In "raw_data.zip", files with suffix ".treefile" in folder "iqtree_trees_four_species_1000bp_nucleotide_u=2.4e-6" are the reconstructed gene trees involved in the generation of Figure 3 and Figure 5; files with suffix "species.treefile" and suffix ".fasta.treefile" in folder "species_trees_four_species_1000bp_nucleotide_u=2.4e-6" are the reconstructed phylogenetic trees involved in the generation of Figure 4; files with suffix "combined_tree.txt" are the Dsuite results involved in the generation of Figure 5. In each of the above-mentioned folders, subfolders with names that start with "neutral" are results generated under neutrality, and subfolders with names that start with "deleterious" are results generated under purifying selection. Numbers after "neutral" or "deleterious" (e.g. 2000_80_2000) are the population sizes of S3, S2, S1, respectively.
Using the scripts included in this dataset, readers can replicate all the results described in our paper, including those included in "raw_data.zip" and the SLiM simulation results.
Sharing/Access information
The scripts used for simulation are also publicly available at:
Code/Software
File "analyze_1000bp_nucleotide.py" implements the SLiM simulation to generate nucleotide sequences.
Files "sim_four_species_1000bp_nucleotide_neutral" and "sim_four_species_1000bp_nucleotide_deleterious" are the SLiM scripts used by
"analyze_1000bp_nucleotide.py".
File "run_iqtree.py" utilizes the nucleotide sequences produced by "analyze_1000bp_nucleotide.py" as input to run IQTREE.
The true gene trees generated by "analyze_1000bp_nucleotide.py" and the reconstructed gene trees generated by "run_iqtree.py"
are the input of file "plot_iqtree_result.py" which generates the results shown in Figure 3.
File "plot_iqtree_result.py" also generates the results shown in the upper panels in Figure 5, which illustrate the impact of purifying selection
on phylogenetic-based introgression detection.
File "infer_species_tree.py" implements coalescent-based and concatenation-based phylogenetic reconstruction using
the nucleotide sequences generated by "analyze_1000bp_nucleotide.py" and the inferred gene trees generated by "run_iqtree.py".

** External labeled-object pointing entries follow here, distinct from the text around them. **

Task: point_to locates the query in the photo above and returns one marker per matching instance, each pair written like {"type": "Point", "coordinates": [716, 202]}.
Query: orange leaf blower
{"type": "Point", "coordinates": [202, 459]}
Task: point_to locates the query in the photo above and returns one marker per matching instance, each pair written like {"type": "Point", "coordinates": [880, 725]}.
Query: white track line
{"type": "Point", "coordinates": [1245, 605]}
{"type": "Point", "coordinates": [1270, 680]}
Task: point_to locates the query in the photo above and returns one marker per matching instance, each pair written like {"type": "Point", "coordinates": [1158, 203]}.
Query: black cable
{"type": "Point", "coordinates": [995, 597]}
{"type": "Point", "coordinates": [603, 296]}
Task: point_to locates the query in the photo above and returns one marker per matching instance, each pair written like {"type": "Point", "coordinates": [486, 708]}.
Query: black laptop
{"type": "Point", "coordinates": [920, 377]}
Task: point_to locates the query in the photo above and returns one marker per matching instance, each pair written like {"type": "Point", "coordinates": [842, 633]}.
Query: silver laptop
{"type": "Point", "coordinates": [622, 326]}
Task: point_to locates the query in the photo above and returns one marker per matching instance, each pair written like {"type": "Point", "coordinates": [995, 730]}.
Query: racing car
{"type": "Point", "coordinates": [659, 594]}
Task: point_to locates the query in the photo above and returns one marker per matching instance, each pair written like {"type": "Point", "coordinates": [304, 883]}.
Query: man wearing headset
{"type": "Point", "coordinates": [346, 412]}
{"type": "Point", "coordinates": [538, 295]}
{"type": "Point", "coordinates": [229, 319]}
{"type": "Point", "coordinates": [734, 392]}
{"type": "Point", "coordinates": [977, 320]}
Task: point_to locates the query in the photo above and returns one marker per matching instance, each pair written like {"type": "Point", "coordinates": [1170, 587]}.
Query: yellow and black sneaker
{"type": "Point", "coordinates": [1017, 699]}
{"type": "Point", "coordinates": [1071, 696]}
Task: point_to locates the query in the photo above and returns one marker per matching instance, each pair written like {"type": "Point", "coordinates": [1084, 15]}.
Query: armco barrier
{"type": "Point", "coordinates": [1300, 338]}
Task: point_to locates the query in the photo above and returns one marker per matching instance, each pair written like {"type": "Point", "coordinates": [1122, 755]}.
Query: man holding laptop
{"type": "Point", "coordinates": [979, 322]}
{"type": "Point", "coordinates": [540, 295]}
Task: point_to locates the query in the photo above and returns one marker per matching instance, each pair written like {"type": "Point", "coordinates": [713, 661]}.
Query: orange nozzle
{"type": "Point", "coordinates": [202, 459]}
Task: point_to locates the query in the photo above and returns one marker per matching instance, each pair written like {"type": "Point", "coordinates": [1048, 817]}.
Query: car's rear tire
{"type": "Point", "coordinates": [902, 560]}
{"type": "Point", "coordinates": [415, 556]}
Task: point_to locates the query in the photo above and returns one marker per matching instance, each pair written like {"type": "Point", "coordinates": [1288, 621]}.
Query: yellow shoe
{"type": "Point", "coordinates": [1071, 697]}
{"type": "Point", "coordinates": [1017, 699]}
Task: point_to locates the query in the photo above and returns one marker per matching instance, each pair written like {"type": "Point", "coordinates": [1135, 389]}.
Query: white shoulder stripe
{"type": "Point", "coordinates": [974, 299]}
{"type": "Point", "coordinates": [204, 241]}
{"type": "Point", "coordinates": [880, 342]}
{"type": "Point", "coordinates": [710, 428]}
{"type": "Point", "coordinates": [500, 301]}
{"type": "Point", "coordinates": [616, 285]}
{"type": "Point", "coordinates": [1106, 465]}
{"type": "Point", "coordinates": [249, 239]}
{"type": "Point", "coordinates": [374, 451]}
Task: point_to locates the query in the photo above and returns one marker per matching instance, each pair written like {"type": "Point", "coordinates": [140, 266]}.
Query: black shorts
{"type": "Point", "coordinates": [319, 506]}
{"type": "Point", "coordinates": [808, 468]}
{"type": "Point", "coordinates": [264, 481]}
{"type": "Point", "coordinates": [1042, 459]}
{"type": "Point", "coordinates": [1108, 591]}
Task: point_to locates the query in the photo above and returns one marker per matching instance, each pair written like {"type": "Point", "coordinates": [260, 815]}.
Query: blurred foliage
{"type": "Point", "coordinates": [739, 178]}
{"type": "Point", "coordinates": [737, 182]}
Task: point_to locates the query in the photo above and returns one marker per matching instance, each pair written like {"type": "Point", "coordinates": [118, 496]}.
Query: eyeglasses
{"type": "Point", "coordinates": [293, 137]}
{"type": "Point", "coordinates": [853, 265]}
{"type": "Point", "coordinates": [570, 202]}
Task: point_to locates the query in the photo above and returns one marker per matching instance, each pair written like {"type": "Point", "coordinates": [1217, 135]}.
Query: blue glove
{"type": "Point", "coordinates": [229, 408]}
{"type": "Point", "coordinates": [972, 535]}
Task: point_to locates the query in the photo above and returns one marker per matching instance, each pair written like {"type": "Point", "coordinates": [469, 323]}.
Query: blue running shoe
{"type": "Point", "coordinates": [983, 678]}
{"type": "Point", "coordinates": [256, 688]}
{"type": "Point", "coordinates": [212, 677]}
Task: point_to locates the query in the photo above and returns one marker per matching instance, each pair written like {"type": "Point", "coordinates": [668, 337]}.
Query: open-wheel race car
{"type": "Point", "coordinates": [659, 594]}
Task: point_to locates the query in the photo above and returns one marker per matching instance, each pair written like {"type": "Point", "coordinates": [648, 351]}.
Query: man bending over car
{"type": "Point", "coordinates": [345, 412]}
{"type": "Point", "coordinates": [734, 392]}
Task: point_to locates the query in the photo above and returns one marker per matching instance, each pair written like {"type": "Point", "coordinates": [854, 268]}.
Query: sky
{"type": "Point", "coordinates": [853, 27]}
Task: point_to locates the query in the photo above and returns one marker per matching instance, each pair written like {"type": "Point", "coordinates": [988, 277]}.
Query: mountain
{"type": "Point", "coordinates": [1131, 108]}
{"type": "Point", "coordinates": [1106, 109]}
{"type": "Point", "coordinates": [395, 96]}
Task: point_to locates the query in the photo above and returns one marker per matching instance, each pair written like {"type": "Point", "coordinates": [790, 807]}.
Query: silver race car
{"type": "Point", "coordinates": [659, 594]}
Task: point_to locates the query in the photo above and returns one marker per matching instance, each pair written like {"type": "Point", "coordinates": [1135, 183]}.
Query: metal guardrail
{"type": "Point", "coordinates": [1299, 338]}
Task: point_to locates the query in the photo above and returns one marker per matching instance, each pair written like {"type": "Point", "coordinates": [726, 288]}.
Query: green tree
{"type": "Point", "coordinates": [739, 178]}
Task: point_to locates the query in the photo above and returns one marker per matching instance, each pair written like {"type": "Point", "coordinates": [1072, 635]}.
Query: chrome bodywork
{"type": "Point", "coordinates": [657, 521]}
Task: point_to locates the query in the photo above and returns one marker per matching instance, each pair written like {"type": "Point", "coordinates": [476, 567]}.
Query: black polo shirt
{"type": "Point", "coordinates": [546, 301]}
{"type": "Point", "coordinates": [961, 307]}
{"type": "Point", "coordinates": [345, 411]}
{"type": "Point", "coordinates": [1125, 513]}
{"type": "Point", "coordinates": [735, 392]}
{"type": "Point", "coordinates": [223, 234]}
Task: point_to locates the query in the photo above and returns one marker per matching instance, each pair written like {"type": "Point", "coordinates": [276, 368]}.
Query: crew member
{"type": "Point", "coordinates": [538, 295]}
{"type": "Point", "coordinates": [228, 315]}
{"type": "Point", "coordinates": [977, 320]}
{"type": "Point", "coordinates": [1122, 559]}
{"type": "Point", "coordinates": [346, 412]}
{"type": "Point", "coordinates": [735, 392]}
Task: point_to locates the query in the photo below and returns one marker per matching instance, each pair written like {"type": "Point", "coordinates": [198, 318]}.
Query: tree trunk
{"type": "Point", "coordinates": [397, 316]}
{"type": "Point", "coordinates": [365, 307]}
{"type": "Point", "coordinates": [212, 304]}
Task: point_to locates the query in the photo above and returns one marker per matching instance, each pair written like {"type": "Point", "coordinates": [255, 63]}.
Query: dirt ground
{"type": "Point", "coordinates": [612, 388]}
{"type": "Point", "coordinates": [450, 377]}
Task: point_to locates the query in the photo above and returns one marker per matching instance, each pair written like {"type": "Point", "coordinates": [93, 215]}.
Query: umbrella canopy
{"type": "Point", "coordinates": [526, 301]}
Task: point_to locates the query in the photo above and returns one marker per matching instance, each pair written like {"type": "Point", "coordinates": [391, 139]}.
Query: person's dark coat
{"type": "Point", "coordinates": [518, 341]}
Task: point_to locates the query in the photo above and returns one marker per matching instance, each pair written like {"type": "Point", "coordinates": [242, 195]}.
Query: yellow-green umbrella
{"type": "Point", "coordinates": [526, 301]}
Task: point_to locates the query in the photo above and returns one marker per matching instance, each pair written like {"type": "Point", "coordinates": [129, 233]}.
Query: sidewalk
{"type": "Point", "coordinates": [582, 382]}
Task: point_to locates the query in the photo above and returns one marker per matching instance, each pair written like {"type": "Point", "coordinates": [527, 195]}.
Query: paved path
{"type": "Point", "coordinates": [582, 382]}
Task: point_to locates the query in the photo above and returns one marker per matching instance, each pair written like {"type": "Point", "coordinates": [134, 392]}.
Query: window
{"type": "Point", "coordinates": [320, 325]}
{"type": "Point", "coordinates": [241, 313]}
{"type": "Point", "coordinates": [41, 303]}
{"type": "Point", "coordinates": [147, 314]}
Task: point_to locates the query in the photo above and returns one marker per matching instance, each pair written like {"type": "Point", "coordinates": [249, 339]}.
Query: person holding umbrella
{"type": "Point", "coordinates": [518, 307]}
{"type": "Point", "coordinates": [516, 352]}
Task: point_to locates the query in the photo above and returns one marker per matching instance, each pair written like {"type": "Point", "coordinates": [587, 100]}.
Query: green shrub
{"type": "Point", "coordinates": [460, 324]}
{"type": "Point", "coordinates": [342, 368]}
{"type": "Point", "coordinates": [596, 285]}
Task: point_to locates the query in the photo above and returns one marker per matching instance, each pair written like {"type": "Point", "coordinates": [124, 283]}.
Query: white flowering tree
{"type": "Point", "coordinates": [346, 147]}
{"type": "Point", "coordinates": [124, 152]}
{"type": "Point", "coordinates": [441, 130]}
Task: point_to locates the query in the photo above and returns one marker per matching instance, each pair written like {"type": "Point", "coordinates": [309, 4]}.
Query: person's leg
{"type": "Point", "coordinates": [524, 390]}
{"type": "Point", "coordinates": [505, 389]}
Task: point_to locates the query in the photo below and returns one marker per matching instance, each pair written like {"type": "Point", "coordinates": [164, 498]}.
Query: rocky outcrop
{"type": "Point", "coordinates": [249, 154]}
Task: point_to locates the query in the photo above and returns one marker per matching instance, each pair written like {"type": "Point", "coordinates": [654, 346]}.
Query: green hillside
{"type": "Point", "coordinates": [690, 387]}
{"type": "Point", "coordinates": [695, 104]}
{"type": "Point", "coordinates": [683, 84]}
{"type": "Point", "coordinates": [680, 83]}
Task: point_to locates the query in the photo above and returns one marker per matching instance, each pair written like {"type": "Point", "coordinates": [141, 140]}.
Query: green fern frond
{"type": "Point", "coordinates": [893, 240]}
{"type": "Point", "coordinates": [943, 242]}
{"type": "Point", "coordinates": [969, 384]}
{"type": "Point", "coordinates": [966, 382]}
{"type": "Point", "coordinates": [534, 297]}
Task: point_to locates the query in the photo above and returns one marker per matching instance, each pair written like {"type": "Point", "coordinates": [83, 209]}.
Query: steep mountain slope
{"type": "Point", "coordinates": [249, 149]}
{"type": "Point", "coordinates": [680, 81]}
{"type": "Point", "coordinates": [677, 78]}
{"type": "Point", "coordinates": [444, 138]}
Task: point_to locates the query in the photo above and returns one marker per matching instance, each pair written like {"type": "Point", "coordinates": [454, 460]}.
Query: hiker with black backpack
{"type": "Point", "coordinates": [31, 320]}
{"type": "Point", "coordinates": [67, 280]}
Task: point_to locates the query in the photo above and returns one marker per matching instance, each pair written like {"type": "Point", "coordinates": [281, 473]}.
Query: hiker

The results produced by "infer_species_tree.py" are the input of file "plot_species_tree.py", which generates the results shown in Figure 4.
File "run_sim_four_species_chromosome.py" implements the SLiM simulation to generate VCF files. Files "sim_four_species_chromosome_neutral"
and "sim_four_species_chromosome_deleterious" are the SLiM scripts used by "run_sim_four_species_chromosome.py".
File "run_dsuite_for_four_species_chromosome.py" utilizes the VCF files produced by "run_sim_four_species_chromosome.py" as input to run Dsuite.
The results generated by "run_dsuite_for_four_species_chromosome.py" are the input of file "plot_dsuite_result.py",
which generates the results shown in the lower panels in Figure 5. These results illustrate the impact of purifying selection on D-statistic-based
introgression detection.
Running Dsuite needs information about the source population/species of each sampled individual. This information is written in
file "sim_four_species_chromosome.population".
File "analyze_1bp_biallelic.py" implements SLiM simulations for biallelic loci. File "sim_three_species_1bp_biallelic"
is the SLiM script used by "analyze_1bp_biallelic.py". The results generated by "analyze_1bp_biallelic.py"
are the input of "plot_ancestral_mutation.py" and "plot_biallelic_result.py" which generates the results shown in Supplementary Figures S1 and S2.
Using the above-described scripts, researchers can replicate all the results described in our paper. Running these scripts
requires the installation of Python3, SLiM, tkits, pyslim, SciPy, NumPy, and Matplotlib.